Bulan terbit dari lautan.
Rambutnya yang tergerai ia kibaskan.
Dan menjelang tengah malam,
wajahnya yang bundar,
menyinari gubuk-gubuk kaum gelandangan kota Jakarta.
(W.S. Rendra)
Kampung Pulo, Akhir Juli 2010
Ayub menyaksikan kobaran api melahap apa saja yang dilaluinya. Seakan memiliki mata. Api itu memilih-milih mana saja bangunan, barang, dan orang yang ia makan. Bila bangunan, gedung, atau ruko itu terdapat tulisan pribumi si api akan melengos melewatinya begitu saja. Sekarang jilatan-jilatannya sudah makin meninggi mencari mangsa di pucuk-pucuk atas yang lantainya terkunci. Tidak peduli orang-orang di dalamnya belingsatan karena panas yang membakar kulit dan jiwa mereka. Anehnya, dalam penglihatan Ayub tubuh-tubuh yang sudah gosong itu masih memiliki mata dan berkedip kepadanya. “Tolong bini anak saya Pak! Mereka nunggu di rumah, tolong…” kedua tangan tutung itu menghamburkan bau yang menyengat hidung. Hanya sejengkal jari-jari hangus itu akan menyentuh wajahnya, Ayub tersentak dari mimpi buruknya.
“Bang… istighfar Bang istighfar. Mimpi lagi?” sang istri Rukoyah menenangkan suaminya dengan perlahan. “Aye ambilin minum ya,” ujarnya lantas beranjak dari ranjang reot mereka. Ayub masih tersengal-sengal. Singlet dan rambut gondrongnya kuyup oleh keringat. Ia masih bisa merasakan degup jantungnya yang kencang. Begitu pula tangannya yang masih bergetar serta sensasi ngeri yang menggerayangi sekujur tubuhnya. Namun, hal yang paling menakutkannya malam itu adalah bayangan tangan-tangan gosong dan wajah-wajah tutung tak bertuan yang masih jelas terpatri dalam benaknya. Ayub tak sanggup lagi untuk melanjutkan tidur.

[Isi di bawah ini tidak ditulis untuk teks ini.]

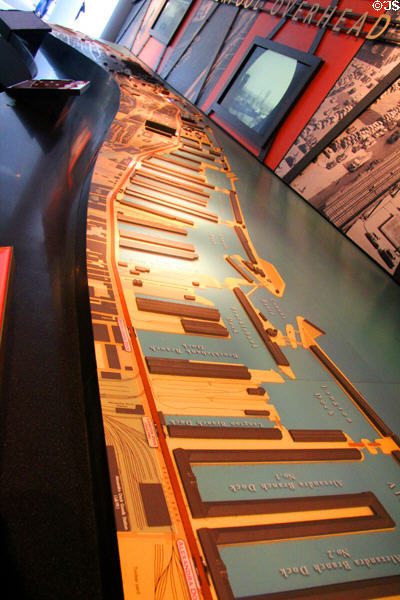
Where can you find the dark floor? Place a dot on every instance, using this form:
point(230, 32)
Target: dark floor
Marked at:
point(57, 529)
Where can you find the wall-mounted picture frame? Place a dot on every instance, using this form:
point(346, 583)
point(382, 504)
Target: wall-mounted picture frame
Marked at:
point(169, 19)
point(264, 88)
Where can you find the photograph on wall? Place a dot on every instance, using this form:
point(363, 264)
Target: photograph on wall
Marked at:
point(255, 105)
point(368, 68)
point(355, 181)
point(169, 19)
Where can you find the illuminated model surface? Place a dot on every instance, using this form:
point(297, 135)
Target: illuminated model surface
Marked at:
point(244, 461)
point(250, 408)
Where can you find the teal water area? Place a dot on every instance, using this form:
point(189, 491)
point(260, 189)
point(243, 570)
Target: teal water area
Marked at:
point(241, 482)
point(328, 280)
point(219, 203)
point(296, 564)
point(307, 405)
point(218, 178)
point(218, 421)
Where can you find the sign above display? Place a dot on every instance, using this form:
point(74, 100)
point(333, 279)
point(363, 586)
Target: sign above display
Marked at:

Ketika Rukoyah datang dengan segelas air putih hangat, Ayub sudah duduk di kursi plastik di dekat kasur. Membelai dan memandangi Nasyifa anak semata wayang mereka yang baru beranjak 5 tahun. Rukoyah menyodorkan air putih itu yang langsung diteguk habis oleh suaminya. “Apa tidak sebaiknya kita berobat saja Bang?” lirih Rukoyah. Sejatinya dia tahu jawaban sang suami yang selama ini selalu menolak dengan alasan yang sama: biaya. Jikalau pun mereka memiliki duit lebih, Ayub akan berkeras supaya Rukoyah menyimpannya sebagai bekal biaya TK Nasyifa nanti. Ayub menggeleng. “Gue udah bilang gak perlu Yah. Simpen buat entar sekolah Syifa,” tegasnya. “Tapi kan…” “Gak ada tapi-tapi. Gue gak mau ini dibahas lagi. Udah… orang lagi keleyengan lu suruh ngomongin duit,” Hardik Ayub seraya meninggalkan Rukoyah yang patah hati. Lagi.
Dari sepetak kamar berukuran 3x3 itulah Ayub memutuskan untuk tak lagi berurusan dengan mimpi-mimpi mengerikannya. Serta cekcok-cekcok tak berujung dengan istrinya. Ia sadar perangainya yang jelek akan dengan senang hati menelan pancingan emosi dari topik terkait uang dan pengobatan. Sesuatu yang selalu disesalinya kemudian. Ayub mengambil jaket denim lusuhnya di atas lemari dan lantas menyingkap tirai kain yang memisahkan kamar mereka bertiga dengan sebuah ruangan lain yang berukuran serupa. Ruang tersebut adalah dapur sekaligus ruang tamu, ruang berkumpul keluarga, dan gudang tempat menyimpan peralatan jahitnya. Sebuah meja kayu cokelat menampung apapun olahan Rukoyah di sana. Ayub mencomot sebuah tempe goreng yang sudah dingin sembari berjalan menuju tangga.
Kendati sudah menempati rumah kontrakan semipermanen tersebut selama 2 tahun terakhir, Ayub tidak pernah benar-benar kerasan menempatinya. Mungkin karena ia dan keluarganya hanya mengontrak, mungkin juga karena lokasinya yang jauh lebih padat dibandingkan dengan daerah jembatan Bukit Duri dimana dulu ia tinggal; sehingga terkadang suara bising tetangga yang meracau atau bercinta bisa masuk dari celah-celah temboknya yang kusam. Entahlah. Satu hal yang pasti, semenjak pindah ke sana frekuensi mimpi buruknya semakin menjadi-jadi.